Adam Serwer is a staff writer for The American Prospect, where he writes his own blog.
The most common trait of so-called "Tea Party" candidates is that they rail against government spending. The second most common trait of so-called "Tea Party" candidates is that they're the direct beneficiaries of government spending.
It's a trend that's so consistent it would have been rejected as a plot point on a 1970s sitcom because it's too much of a cliche. Kentucky Republican Senate candidate Rand Paul, who recently called Medicaid "welfare," nevertheless supports medicare payments to doctors because he's an ophthalmologist who thinks "physicians should be allowed to make a comfortable living." New York Republican gubernatorial candidate Carl Paladino, a real estate millionaire who warned "the ruling class" about "the people's revolution" in his primary acceptance speech, secured $1.4 million in squandered government subsidies. Alaskan Republican Senate candidate Joe Miller has admitted to receiving farm subsidies but like a number of his colleagues running for office this year thinks the minimum wage is unconstitutional. Then, of course, there's Nevada Senate candidate Sharron Angle, who wants to privatize veteran's health care and is herself a recipient of health care from the federal government.

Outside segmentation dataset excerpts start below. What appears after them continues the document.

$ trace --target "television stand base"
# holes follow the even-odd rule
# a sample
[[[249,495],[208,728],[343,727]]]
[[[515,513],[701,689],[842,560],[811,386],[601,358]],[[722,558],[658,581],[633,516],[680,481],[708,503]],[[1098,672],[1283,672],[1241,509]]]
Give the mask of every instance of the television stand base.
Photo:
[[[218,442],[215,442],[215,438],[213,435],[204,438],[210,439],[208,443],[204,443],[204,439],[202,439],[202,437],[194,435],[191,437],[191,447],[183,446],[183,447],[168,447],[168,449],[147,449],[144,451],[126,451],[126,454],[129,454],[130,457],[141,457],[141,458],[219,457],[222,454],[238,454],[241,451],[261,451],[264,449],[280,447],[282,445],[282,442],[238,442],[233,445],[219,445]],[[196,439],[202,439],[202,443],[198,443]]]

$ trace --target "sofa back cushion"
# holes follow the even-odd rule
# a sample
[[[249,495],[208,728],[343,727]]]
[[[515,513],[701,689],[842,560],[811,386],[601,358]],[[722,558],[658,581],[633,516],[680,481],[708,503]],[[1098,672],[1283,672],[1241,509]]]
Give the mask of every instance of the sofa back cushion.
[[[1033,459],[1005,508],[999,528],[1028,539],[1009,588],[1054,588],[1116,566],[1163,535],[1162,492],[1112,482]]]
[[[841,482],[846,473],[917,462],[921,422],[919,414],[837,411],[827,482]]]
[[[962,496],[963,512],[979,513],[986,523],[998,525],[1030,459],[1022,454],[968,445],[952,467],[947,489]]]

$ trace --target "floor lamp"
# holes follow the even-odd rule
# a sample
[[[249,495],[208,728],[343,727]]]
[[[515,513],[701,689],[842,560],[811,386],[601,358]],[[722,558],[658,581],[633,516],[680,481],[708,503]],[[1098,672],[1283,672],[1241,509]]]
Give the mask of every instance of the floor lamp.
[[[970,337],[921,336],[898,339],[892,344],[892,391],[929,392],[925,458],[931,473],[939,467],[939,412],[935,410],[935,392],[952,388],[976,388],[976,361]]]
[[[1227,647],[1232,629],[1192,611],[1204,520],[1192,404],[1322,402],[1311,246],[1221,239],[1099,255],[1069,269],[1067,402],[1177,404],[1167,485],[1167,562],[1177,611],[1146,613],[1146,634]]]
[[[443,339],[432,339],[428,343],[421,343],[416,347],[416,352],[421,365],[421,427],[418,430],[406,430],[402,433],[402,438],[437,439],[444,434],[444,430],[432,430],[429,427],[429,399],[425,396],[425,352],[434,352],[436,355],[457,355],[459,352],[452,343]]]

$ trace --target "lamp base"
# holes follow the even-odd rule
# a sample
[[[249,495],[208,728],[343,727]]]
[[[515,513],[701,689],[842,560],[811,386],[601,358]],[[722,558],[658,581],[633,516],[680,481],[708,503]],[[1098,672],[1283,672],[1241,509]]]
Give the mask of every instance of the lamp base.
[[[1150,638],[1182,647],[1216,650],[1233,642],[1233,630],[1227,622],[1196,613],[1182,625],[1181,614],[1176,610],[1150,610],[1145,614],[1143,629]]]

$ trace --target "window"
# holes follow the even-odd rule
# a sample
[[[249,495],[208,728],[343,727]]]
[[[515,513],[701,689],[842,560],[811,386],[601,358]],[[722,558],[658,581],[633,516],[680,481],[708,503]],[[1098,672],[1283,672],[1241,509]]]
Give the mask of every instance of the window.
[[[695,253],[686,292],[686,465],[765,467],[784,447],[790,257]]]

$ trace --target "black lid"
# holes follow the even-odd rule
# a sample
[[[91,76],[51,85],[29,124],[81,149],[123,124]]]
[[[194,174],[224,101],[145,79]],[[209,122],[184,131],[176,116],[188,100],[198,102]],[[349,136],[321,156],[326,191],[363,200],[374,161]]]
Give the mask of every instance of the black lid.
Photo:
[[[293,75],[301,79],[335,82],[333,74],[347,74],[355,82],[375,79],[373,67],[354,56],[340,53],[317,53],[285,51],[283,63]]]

As Jonathan Chait writes in his review of the new book by the American Enterprise Institute's Arthur Brooks, while conservatives want to believe they're a part of some manichean struggle between the forces of capitalism and statism, conservatives and liberals are actually both seeking some degree of balance between market and state. The frame of a binary struggle may benefit conservatives politically as they try to portray themselves as the Luke Skywalker half of a lightsaber duel with Darth Vader, but as the Tea Party candidates on the dole show, they're not so much against government spending as they are against government spending on other people.
That's what this argument is really about -- not whether the government shapes the market, but who benefits. As these Tea Party candidates' opposition to everything from health-care coverage to the poor to a federal minimum wage standard shows, they're simply opposed to government intervention on behalf of those who might actually need it.
UPDATE 1:00 p.m: Brian Beutler reports that Miller's wife received unemployment benefits, despite Miller's contention that they're "not constitutionally authorized."